Monday, April 11, 2016

Calculating the Price of Climate Change:  How Much Is the Crisis Costing Us? - by Emily Logan, Care2

Walking the line between grassland and desert (Credit: Click to Enlarge.
According to the Environmental Protection Agency, the social cost of carbon is anywhere between $11 and $68 per metric ton of carbon dioxide and likely to more than double by midcentury.

Others have tried to grasp the whole picture.  In 2014 the United Nations’ Intergovernmental Panel on Climate Change sparked headlines with its calculation that helping developing nations cope with climate impacts could cost the world half a trillion dollars annually by midcentury.  That’s the low estimate should the world not find a way to meet the 2 degree goal set at the Paris Climate Talks.

When looking at these estimates and making the economic case for climate action, I find it helpful to think of three big ways climate change affects the bottom line:
  1. Cost of disasters
    While no one storm, drought, tornado or flood can be specifically attributed to climate change, we do know with certainty that climate change will make extreme weather events like Hurricane Katrina, the 2012 western wildfires and California drought more frequent and severe.  In 2015 the National Oceanic and Atmospheric Administration (NOAA) counted 10 billion-dollar disasters from floods in South Carolina to wildfires in Alaska.  While each year is idiosyncratic, the trend is clear:  In the last 35 years we’ve seen an increasing number of billion dollar disasters.  NOAA itself admits that, if anything, their dollar estimates are systematically too low.
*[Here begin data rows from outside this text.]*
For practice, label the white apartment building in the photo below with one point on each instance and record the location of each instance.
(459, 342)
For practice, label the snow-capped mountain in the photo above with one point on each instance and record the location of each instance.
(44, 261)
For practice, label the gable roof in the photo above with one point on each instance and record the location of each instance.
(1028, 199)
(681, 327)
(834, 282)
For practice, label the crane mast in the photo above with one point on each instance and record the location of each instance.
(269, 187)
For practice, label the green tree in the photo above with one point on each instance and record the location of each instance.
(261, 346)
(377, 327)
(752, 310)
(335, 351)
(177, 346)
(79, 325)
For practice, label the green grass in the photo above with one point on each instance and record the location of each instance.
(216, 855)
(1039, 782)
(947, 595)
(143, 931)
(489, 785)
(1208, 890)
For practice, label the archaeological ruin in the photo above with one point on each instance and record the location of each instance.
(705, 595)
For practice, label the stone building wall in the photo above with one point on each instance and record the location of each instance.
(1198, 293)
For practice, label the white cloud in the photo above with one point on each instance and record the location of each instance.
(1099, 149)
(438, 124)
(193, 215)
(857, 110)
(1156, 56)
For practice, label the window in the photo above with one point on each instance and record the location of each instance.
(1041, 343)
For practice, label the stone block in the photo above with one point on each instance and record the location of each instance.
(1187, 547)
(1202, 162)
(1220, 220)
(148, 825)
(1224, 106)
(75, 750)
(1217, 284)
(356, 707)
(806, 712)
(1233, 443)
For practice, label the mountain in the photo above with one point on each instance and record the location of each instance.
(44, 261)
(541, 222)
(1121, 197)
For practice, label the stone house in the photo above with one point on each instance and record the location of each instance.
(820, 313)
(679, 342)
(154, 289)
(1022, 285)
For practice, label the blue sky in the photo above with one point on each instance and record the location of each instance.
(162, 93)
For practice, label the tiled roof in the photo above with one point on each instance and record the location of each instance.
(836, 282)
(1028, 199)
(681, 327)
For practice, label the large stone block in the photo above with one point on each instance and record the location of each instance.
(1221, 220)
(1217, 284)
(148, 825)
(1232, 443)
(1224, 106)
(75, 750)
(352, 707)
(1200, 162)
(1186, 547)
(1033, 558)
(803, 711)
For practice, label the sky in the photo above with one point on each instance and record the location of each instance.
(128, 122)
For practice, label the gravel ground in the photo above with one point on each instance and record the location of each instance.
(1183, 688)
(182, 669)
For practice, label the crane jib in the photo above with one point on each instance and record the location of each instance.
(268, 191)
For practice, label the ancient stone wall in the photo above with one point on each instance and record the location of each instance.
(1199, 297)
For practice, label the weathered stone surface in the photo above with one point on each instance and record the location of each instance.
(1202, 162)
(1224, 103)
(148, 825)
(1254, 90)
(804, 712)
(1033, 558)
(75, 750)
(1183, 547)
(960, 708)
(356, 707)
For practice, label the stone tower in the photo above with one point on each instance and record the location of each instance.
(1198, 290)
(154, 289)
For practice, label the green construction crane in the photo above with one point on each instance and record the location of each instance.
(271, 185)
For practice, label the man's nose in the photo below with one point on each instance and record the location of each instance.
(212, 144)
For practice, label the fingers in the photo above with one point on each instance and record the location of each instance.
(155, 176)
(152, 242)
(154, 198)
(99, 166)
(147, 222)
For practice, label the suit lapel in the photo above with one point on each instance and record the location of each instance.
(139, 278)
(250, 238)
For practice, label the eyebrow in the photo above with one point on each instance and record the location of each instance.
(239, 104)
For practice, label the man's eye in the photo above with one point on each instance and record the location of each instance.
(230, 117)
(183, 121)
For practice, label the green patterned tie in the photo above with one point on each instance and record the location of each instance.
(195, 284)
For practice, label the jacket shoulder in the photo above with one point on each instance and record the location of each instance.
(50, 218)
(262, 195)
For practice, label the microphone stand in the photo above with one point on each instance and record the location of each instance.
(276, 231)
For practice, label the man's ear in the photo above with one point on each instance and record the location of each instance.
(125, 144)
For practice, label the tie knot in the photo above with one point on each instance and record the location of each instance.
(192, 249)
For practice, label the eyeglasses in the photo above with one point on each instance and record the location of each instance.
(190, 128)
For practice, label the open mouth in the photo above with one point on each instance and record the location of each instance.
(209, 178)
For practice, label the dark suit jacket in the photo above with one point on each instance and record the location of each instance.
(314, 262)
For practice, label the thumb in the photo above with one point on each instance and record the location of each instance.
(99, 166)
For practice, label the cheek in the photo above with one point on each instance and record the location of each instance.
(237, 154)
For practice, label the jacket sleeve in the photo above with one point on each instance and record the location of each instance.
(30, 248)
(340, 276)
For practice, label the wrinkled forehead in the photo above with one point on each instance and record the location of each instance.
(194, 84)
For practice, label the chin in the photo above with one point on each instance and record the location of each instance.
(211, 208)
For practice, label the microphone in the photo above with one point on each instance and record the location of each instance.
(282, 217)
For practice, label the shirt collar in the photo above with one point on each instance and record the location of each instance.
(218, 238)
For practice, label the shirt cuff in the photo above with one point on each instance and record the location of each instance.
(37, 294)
    Wrapped into this is the cost of dealing with the change that’s already inevitable, including several feet of sea level rise.
  2. Cost of displacement
    Climate change is poised to exact a massive toll on people and communities.  That can be measured not just in the human cost, but also in the real cost of displacement of people and commerce and resulting conflict.
  3. Cost of delay
    By failing to square with climate change and make changes decades ago, we’ve already set unstoppable environmental changes into motion.  This means that we no longer have the choice between reducing carbon pollution and adapting for a warmer climate.  We have to do both.  But the longer we wait while continuing to emit large quantities of carbon, the more we’ll need to cut to avert catastrophe.  This will create a bigger disruption in the world economy with profound impacts for industry, government and individual incomes, financial security and quality of life.
    The numbers make the way forward clear:  Not only is it unethical to continue on our destructive [way], we simply cannot afford inaction on climate.